Thursday, December 14, 2006

The Christmas Miracle

In his book, Silent Night: The Story of the World War I Christmas Truce, Stanley Weintraub tells the true story of one of the most amazing events to occur during wartime. In 1914, the armies of Europe had become bogged down in a new and horrible type of warfare, called trench warfare. Over hundreds of miles, millions of men lived in trenches, trading fire with enemy soldiers as close as sixty yards away. During the first months of the war, the fighting had been fierce, causing hundreds of thousands of casualties.
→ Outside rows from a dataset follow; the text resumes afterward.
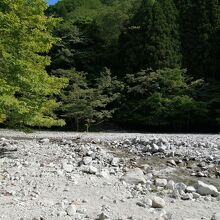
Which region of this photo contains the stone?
[121,168,146,185]
[111,157,120,167]
[151,144,160,153]
[152,197,166,208]
[186,186,196,193]
[62,163,73,173]
[197,181,219,197]
[97,213,108,220]
[211,212,220,220]
[97,170,110,179]
[83,157,92,165]
[40,138,50,144]
[175,183,187,193]
[192,192,201,199]
[166,180,175,190]
[66,204,76,216]
[155,178,167,187]
[88,166,98,174]
[167,160,176,166]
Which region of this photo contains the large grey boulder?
[152,197,166,208]
[197,181,219,197]
[211,212,220,220]
[121,168,146,185]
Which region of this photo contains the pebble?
[197,181,219,197]
[152,197,166,208]
[66,204,76,216]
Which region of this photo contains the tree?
[0,0,66,127]
[54,69,122,131]
[120,69,206,130]
[177,0,220,79]
[121,0,181,73]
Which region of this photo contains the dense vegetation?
[0,0,220,131]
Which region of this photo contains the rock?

On Christmas Eve, a group of German soldiers placed some candles on small trees and set them on the edge of their trench. One German soldier began to sing the familiar German carol, Silent Night. Soldiers on the British side responded by singing other carols. Hand made signs offering a truce began to appear up and down the line. Soon men began to venture out into “no man’s land” to greet each other and exchange gifts of chocolate cake, cognac, postcards, newspapers, and tobacco.

It was also a time to bury the dead who up to this point had been unreachable in “no man’s land.” At one point, soldiers from both sides stood around a fresh grave and quoted the 23rd Psalm together. As Christmas day dawned, the truce began to spread up and down the lines. At one point a British soldier pulled out a soccer ball and the Germans proceeded to beat the British in a pick-up soccer game.

Unfortunately the truce was short lived. Within days the war was back with all of its ferocity and violence. Though three more Christmas’s would come and go, there would be no more truces. By the time the war ended in November of 1918, 8 million would die and another 21 million would be wounded.

A relatively unknown Scottish poet Frederick Niven, writing about the event in his poem, A Carol from Flanders, summed up the sentiments of millions in his day and ours:
O ye who read this truthful rime
From Flanders, kneel and say:
God speed the time when every day
Shall be as Christmas Day.

My friend, in the midst of the frustration and business of life, may the Lord grant you a peaceful and restful Christmas, surrounded by family and friends. May the joy of Christ and the hope of the gospel be yours in abundance.